# EE 519 ‚Äî Frequency-domain Analysis of Speech (Lectures 7-8)
## Notebook ‚Äî STFT Parameter Lab (save outputs + compare clips)

---
## What you will do
1. Choose 1‚Äì2 clips from your manifest.
2. Sweep window length, hop, and nfft.
3. Save key spectrograms.
4. Write conclusions for speech analysis.


### How to use Lecture notebooks in-class (hands-on)
**Goal:** build intuition for STFT by repeatedly analyzing *your own* recordings under different window/hop choices.

**Workflow for the whole lecture**
1. Record multiple clips once (Notebook 7.0) and they are saved + registered in a manifest.
2. Every later notebook reuses the same recordings (no re-recording needed).
3. Always pick **meaningful time regions** (vowel middle, fricative middle, stop burst, silence) ‚Äî not just the first frames.

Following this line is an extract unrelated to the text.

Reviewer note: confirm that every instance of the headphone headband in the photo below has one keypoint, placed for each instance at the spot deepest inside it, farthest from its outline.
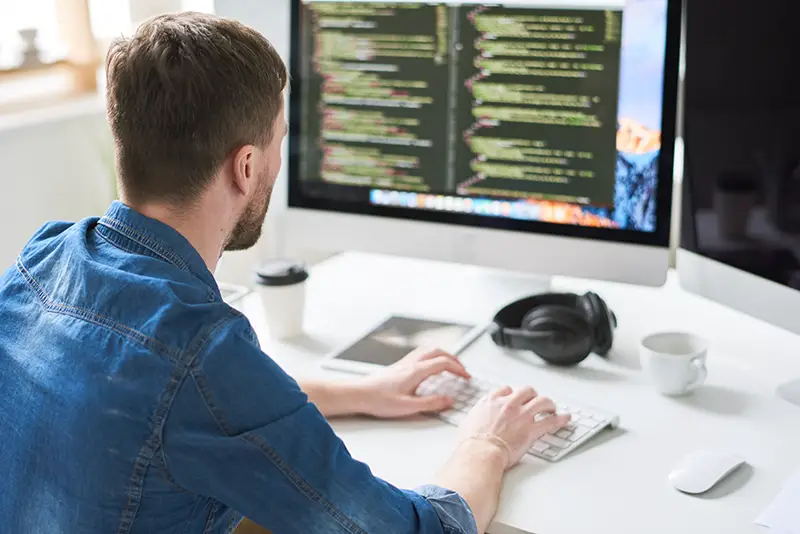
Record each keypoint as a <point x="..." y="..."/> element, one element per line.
<point x="562" y="328"/>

**Where things are saved**
- Audio: `EE519_L7_Project/audio/`
- Figures: `EE519_L7_Project/figures/`
- Manifest: `EE519_L7_Project/manifest.json`

**Pro tip:** keep filenames consistent across the class:  
`vowel_a_soft`, `vowel_a_loud`, `sentence_fast`, `sentence_slow`, `fricative_s`, `stop_pa`, `silence_room`


### ‚úÖ Clip checklist (quick self-check)
By the end of Notebook you should have **at least 8 clips** registered in your manifest:

**Required categories**
- **Vowel**: one steady vowel (e.g., /a/ or /i/) ‚Äî *soft* and *loud*
- **Sentence**: one short sentence ‚Äî *slow* and *fast*
- **Fricative**: sustained /s/ or /sh/
- **Stop**: repeated /pa pa pa/ or /ta ta ta/ (captures bursts + closures)
- **Silence**: 2‚Äì3 seconds of room silence

If you're missing any, record them now in 7.0 (it takes 2-3 minutes and makes later analysis much clearer).


## 0) Setup


#### üéôÔ∏è Before you record: tips for clean data
- Sit ~15‚Äì25 cm from the mic.
- Avoid tapping the laptop/desk (low-frequency thumps).
- Record at least **2‚Äì3 seconds** per clip.
- For vowel: hold a steady pitch (don‚Äôt glide).
- For sentence: keep content the same across slow/fast versions.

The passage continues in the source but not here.